Mientras preparaba la entrevista a Tabarovsky apareció La vanguardia permanente (2021), de Martín Kohan, un ensayo eruditísimo que propone, usando a Piglia, que «la literatura es la vanguardia de un ejército que retrocede». Ese texto, más el espectacular 1917 y el cuento «El amor», donde retoma y retuerce el Martín Fierro, nos permitía de alguna manera reconducir la fallida entrevista con Tabarovsky amplificándola y haciéndola, tal vez, menos de nicho. Lo imaginaba hablando acaloradísimo, citando a Lacan con la bandera de Boca de fondo. Algo nos pasó, ni me acuerdo, pero también se chisporroteó.

Más o menos en paralelo, a fines del 2020 apareció la antología de críticas Pasado mañana, del escritor y editor argentino recientemente fallecido Luis Chitarroni: un hallazgo. «La densidad de lucidez y originalidad por centímetro cuadrado es por momentos abrumadora, pero es como desmayarse aplastado por la biblioteca que un lector acumuló toda su vida (hay muertes peores)», dijo Matías Serra Bradford a modo de elogio fúnebre.

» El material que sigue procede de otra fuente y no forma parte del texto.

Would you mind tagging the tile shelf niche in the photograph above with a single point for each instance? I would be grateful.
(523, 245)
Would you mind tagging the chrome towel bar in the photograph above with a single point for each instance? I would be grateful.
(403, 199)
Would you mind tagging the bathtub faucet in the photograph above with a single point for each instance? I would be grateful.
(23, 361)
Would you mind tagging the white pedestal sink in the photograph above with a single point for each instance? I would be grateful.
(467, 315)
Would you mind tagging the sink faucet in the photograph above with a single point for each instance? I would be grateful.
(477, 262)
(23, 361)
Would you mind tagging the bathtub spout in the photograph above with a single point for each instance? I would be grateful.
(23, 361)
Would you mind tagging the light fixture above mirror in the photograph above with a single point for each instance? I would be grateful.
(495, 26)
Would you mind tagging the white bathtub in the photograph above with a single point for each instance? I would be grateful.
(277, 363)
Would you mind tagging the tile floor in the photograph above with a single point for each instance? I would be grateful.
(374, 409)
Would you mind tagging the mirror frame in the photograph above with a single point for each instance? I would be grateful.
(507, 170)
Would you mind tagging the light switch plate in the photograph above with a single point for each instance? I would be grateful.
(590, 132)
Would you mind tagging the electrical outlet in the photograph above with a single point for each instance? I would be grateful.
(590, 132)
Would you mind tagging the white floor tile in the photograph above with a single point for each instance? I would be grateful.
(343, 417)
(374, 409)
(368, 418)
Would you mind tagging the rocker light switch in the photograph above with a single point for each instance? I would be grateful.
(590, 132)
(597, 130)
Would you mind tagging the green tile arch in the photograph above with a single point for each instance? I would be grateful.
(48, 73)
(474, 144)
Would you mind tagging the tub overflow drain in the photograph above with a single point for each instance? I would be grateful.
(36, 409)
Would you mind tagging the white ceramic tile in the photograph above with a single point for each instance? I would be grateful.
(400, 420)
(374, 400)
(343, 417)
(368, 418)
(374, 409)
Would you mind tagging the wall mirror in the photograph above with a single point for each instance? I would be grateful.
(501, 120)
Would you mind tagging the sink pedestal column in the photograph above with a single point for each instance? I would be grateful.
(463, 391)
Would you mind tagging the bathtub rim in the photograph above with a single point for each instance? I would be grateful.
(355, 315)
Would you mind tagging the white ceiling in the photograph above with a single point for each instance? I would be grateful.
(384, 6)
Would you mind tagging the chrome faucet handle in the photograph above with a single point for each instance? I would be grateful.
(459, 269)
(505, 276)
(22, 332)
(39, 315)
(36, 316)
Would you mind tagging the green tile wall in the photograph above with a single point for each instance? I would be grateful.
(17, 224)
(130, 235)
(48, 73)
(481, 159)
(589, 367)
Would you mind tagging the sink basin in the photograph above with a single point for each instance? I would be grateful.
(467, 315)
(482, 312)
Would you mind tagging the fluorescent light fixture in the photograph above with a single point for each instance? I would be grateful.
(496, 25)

Ese libro fue, para mí, la personificación del sustantivo «chitarroni», que aparecía tenue hasta ese momento, diseminado en otros textos, pero aquí ya se establecía como un modelo sistematizado; una escritura abigarrada, plasmada de tal modo que parece no querer llegar a ningún lado, donde las hipótesis se van neteando, renegando de sí mismas.

Sigo con esta intrincada trenza: para Tabarovsky, Chitarroni era el comandante de la pandilla salvaje de los rebeldes –la literatura de izquierdas– y Forn, cómo no, el general rockero de los otros.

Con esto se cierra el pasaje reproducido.